Although HMRC statistics show that R&D relief claimed by small and medium sized companies (SMEs) is increasing, it seems that many eligible smaller companies are still not claiming the relief. This is often due to a lack of awareness, or a misunderstanding of the requirements for relief.

The aim of this article is to dispel some common misunderstandings around R&D relief for SMEs and highlight some points which can help readers identify the potential for, or improve the quality of, R&D claims for their clients.  It looks solely at the SME R&D scheme and does not consider R&D relief for large companies (which operates under a different regime).

I don’t think my clients carry out R&D

The definition of R&D for tax purposes is fairly wide – it’s not just lab coats and test tubes.  This means that some activities may be classed as R&D which might not, at first glance, qualify.

The official definition set out in the Department for Business, Energy & Industrial Strategy’s (BEIS) Guidelines is that R&D takes place for tax purposes when a project seeks to achieve an advance in science or technology through the resolution of scientific or technological uncertainty.

This definition means that, as well as scientific research, R&D can also include development work and design and engineering that involves overcoming difficult technological problems – for example, creating new products or processes or improving existing ones.  In addition, the following may also qualify as R&D:

  • Attempts to replicate a particular advance in science or technology which has already been made or attempted but where the details are not readily available (for example because it is a trade secret) – but not routine copying, analysis or adaptation of an existing product, process, service or material.
  • Work which takes place alongside production which seeks to improve, optimise or otherwise resolve uncertainties.
  • Unsuccessful projects – R&D can still take place where the advance in science or technology sought by a project is not achieved or fully realised – indeed, that demonstrates the existence of uncertainty.

The company is too small for a claim to be worthwhile

There is no minimum or maximum level for an R&D claim (save for an overall cap of €7.5m on total state aid received per project under the SME scheme).  Provided all of the qualifying conditions are met, and that the company incurs qualifying expenditure, then relief can be claimed.

Relief is given to SMEs by means of an enhanced deduction.  This is currently set at 130% of the qualifying expenditure, and is in addition to the normal deduction available, meaning that for every £100 of qualifying spend, an SME can deduct £230 for corporation tax purposes.

Even if a company is loss making, it is still worth making a claim.  If an SME claims an enhanced deduction and makes a trading loss they can surrender all or part of that loss for a payable tax credit equal to 14.5% of the trading loss. However, it should be noted that, at 14.5%, the rate applied in calculating the credit is lower than the corporation tax rate (currently 19%).  Therefore, if there is no immediate cash need but there is a good prospect of future profits, it may be preferable to carry the loss forward.
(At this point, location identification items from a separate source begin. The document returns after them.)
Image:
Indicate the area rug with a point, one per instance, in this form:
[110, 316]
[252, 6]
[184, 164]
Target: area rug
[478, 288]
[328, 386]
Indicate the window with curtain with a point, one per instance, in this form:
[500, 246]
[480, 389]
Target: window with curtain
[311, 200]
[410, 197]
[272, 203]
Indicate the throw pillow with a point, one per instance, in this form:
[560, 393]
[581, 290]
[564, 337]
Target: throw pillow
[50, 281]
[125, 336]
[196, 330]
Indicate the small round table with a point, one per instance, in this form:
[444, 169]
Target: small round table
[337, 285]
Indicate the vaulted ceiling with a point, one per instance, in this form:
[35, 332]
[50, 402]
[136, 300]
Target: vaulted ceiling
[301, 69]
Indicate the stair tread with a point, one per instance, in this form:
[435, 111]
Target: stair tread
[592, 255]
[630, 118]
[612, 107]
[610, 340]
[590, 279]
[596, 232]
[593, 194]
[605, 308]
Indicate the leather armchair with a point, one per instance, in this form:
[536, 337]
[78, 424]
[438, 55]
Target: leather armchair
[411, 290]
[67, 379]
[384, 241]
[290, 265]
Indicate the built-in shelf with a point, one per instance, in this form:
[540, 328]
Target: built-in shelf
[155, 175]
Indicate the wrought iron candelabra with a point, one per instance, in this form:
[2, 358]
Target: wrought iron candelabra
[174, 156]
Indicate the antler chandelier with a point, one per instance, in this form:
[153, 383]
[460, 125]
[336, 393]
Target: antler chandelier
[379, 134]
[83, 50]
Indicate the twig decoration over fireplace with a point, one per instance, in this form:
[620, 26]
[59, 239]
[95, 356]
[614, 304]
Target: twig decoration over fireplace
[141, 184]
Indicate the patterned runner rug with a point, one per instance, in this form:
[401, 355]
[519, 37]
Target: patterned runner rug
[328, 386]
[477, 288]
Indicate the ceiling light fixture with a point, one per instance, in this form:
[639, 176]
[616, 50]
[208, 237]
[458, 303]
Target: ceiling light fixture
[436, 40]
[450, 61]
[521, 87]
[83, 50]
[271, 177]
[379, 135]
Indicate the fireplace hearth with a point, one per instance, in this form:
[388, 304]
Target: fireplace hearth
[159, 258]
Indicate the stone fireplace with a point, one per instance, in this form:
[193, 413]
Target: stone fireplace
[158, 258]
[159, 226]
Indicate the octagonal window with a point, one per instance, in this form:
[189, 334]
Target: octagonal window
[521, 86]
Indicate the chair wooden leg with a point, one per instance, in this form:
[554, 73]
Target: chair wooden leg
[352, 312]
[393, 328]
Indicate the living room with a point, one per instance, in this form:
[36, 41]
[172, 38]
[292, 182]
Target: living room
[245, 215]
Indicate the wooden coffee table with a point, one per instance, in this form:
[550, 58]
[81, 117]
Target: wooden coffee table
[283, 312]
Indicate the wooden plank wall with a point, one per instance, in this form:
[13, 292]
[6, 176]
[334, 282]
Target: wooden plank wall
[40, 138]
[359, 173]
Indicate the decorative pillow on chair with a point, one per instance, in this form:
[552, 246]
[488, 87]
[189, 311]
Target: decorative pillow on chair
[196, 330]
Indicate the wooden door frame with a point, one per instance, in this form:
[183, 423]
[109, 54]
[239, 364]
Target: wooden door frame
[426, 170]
The company doesn’t have enough qualifying expenditure on R&D

A fairly broad range of expenditure can qualify for R&D relief.  In addition to the more obvious costs such as those of employing dedicated R&D staff and consumables used during R&D, the following items may also qualify for relief:

  • Staff costs arising from qualifying indirect activities (these include maintenance, security, administration and finance and personnel activities insofar as undertaken for R&D).
  • Utilities such as water, fuel and power.
  • Software employed directly in carrying out the R&D or in carrying out qualifying indirect activities.
  • Externally provided workers supplied through a third party staff provider such as an agency.
  • Contracting out R&D to another party.

If staff costs, software, utilities or other consumables are only partly incurred in respect of R&D an apportionment may be necessary.  It should be noted that, generally, only 65% of payments for externally provided workers or subcontracted R&D will be eligible for relief (unless the payments are made to a connected party or an election for connected party treatment is made).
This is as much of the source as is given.